Reps. Arrington and Pfluger Tout 'One Big Beautiful Bill' as Landmark Achievement in Fiscal and Border Policy

 

SAN ANGELO, TX — Republican Representatives Jodey Arrington and August Pfluger hailed the "One Big Beautiful Bill" (OBBB) as a pivotal piece of legislation that averted economic pitfalls while bolstering American strength in a discussion at the 2025 West Texas Legislative Summit. The bill, passed July 4, 2025, amid a razor-thin Republican majority in Congress, embeds key elements of the Farm Bill, makes permanent the 2017 Tax Cuts and Jobs Act, and delivers substantial spending cuts and border security funding.

Arrington, the Lubbock-area congressman and Chairman of the House Budget Committee, described the OBBB's passage as a "yearlong journey" and an "arduous process" requiring Republicans to "thread the needle to build consensus." He emphasized that the bill incorporates what he called the "best Farm Bill" provisions, addressing a critical gap after the standalone Farm Bill failed to pass in 2024.

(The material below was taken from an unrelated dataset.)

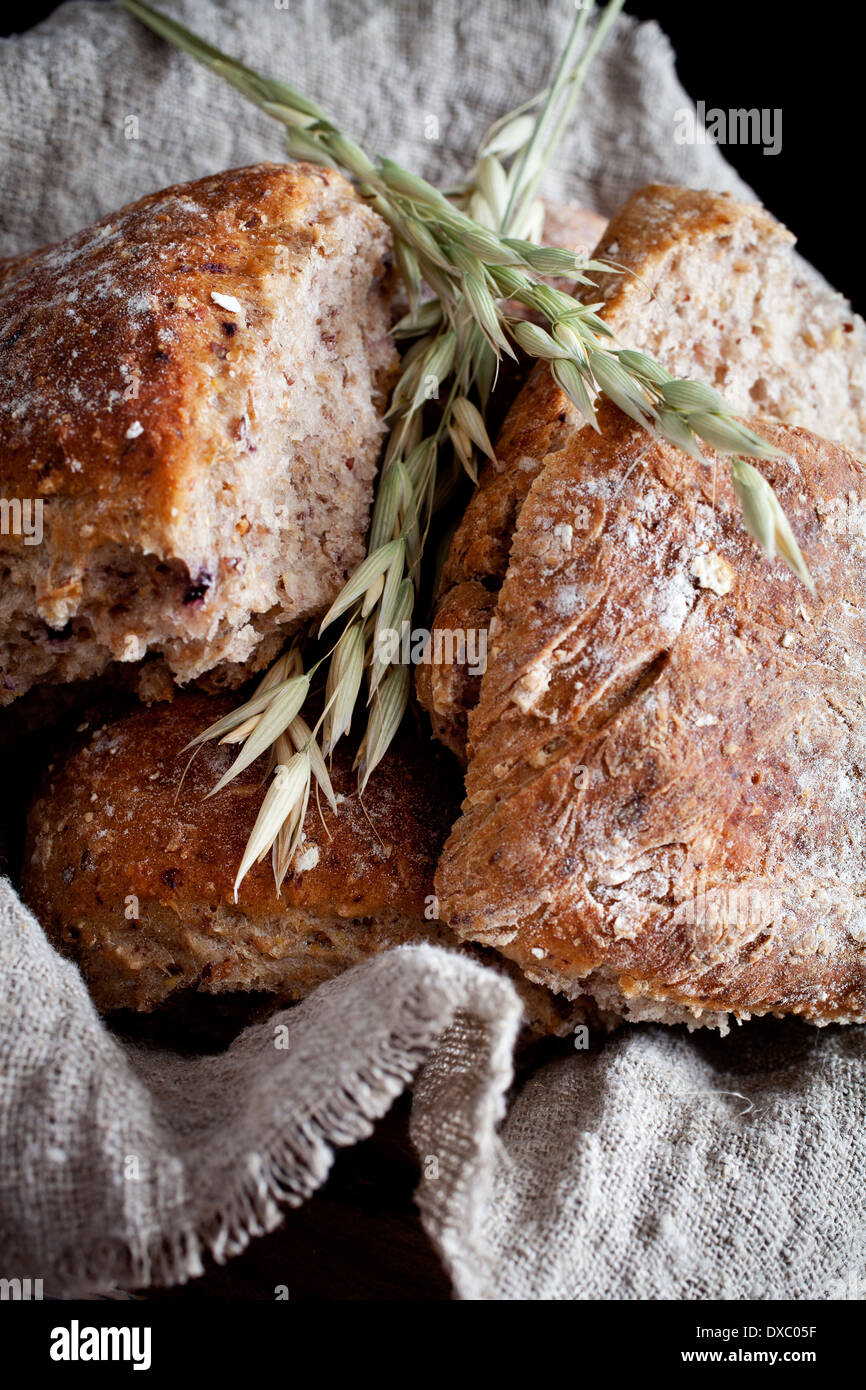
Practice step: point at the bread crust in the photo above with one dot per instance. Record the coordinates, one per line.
(131, 870)
(655, 225)
(669, 723)
(134, 407)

Central to the discussion was the bill's extension of the 2017 tax reforms.

"Making permanent the Tax Cuts and Jobs Act, with its corporate rate at 21%, led to record jobs, investment, and the lowest unemployment rates for females and minorities," Arrington said.

"It was low taxes and reducing regulation that drove that." He warned that without the OBBB, the tax cuts would have expired this year, imposing a "22% tax hike on the American people" on top of what he termed a "regressive inflation tax" over the past four years under the Biden administration.

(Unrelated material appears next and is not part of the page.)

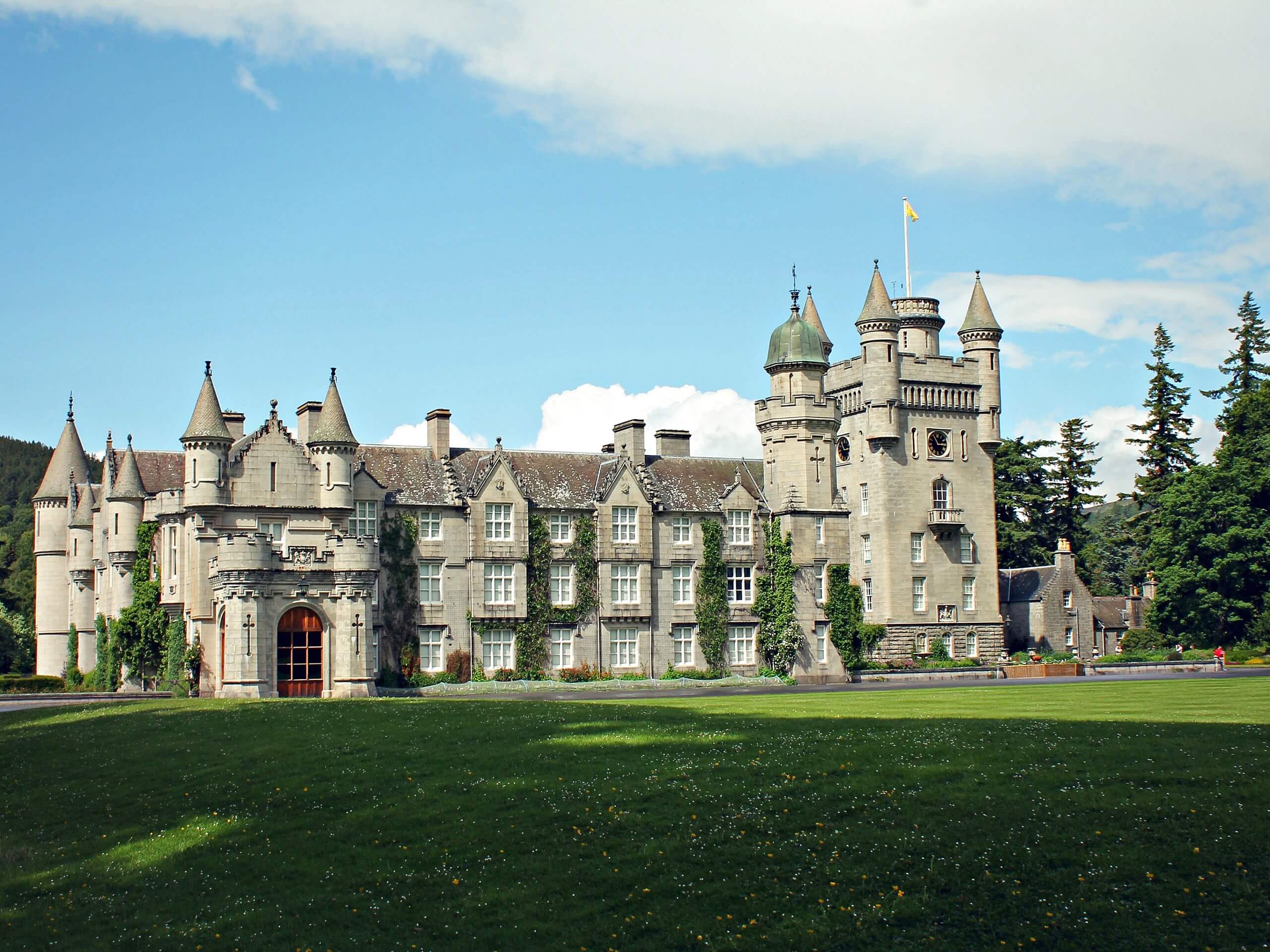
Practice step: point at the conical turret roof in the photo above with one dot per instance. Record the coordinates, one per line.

Arrington also highlighted protections against the "death tax," noting that the bill permanently sets the exemption at $30 million for married couples—or $15 million per person—preventing it from being halved. "Instead, we got the biggest tax cuts, spending cuts, and investments in border security," he said, calling the bill "beautiful for what it would do" in advancing "America First" policies to make the nation "safe, strong, and prosperous."

Praising his colleague, Arrington credited Pfluger, the San Angelo representative and Chairman of the Republican Study Committee (RSC), as his "wingman" in navigating the bill's complexities.

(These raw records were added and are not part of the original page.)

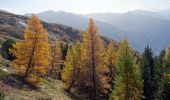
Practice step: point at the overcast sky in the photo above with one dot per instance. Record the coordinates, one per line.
(82, 6)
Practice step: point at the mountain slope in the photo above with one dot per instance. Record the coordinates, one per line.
(140, 27)
(143, 27)
(79, 22)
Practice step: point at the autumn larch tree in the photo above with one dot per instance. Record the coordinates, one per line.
(128, 83)
(72, 67)
(33, 53)
(56, 61)
(92, 62)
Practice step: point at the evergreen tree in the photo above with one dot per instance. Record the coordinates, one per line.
(166, 93)
(147, 65)
(33, 53)
(111, 56)
(56, 61)
(128, 83)
(92, 62)
(159, 79)
(72, 67)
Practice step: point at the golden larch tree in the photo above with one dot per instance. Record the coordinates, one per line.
(92, 62)
(33, 53)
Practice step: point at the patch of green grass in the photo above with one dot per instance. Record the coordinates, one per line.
(48, 83)
(3, 74)
(2, 95)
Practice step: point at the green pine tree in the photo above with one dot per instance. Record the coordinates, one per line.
(128, 83)
(72, 68)
(166, 93)
(159, 79)
(147, 65)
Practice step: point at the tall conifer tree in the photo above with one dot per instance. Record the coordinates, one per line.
(92, 62)
(128, 83)
(147, 65)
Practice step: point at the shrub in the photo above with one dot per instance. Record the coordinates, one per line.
(33, 79)
(3, 74)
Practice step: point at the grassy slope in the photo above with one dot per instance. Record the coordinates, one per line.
(48, 89)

"You sent us the right guy to represent West Texas," Arrington told the audience.

On fiscal responsibility, Arrington pointed to the OBBB's "silver lining": a $1.5 trillion cut in "wasteful, unnecessary, or unconstitutional spending"—the deepest reduction in Washington history. Yet he lamented the ongoing challenge of $2 trillion in annual federal borrowing for a $7 trillion budget, calling it "a tax on our children." He outlined dire options for unchecked spending: "Go off a cliff like Greece, experience a slow decline, or inflate our way out of it." Arrington warned of "a level of unsustainability, of financial decline," urging a shift of resources to the private sector for "efficient investment" rather than "government largesse."

To address this, Arrington proposed the "Texas Two-Step": unleashing economic growth while bending the spending curve downward.

"It's the rot from within that ends the country, and one part of that rot is fiscal irresponsibility," he said. "We need to change the culture of Congress to consider our children and our global leadership."

Pfluger echoed these sentiments, focusing on the bill's border security provisions, including a $12 billion reimbursement to Texas for its state-led border secuiefforts. "I talked directly to President Trump about this and how unfair it was for Texas to have to provide for the common defense of the border," Pfluger said.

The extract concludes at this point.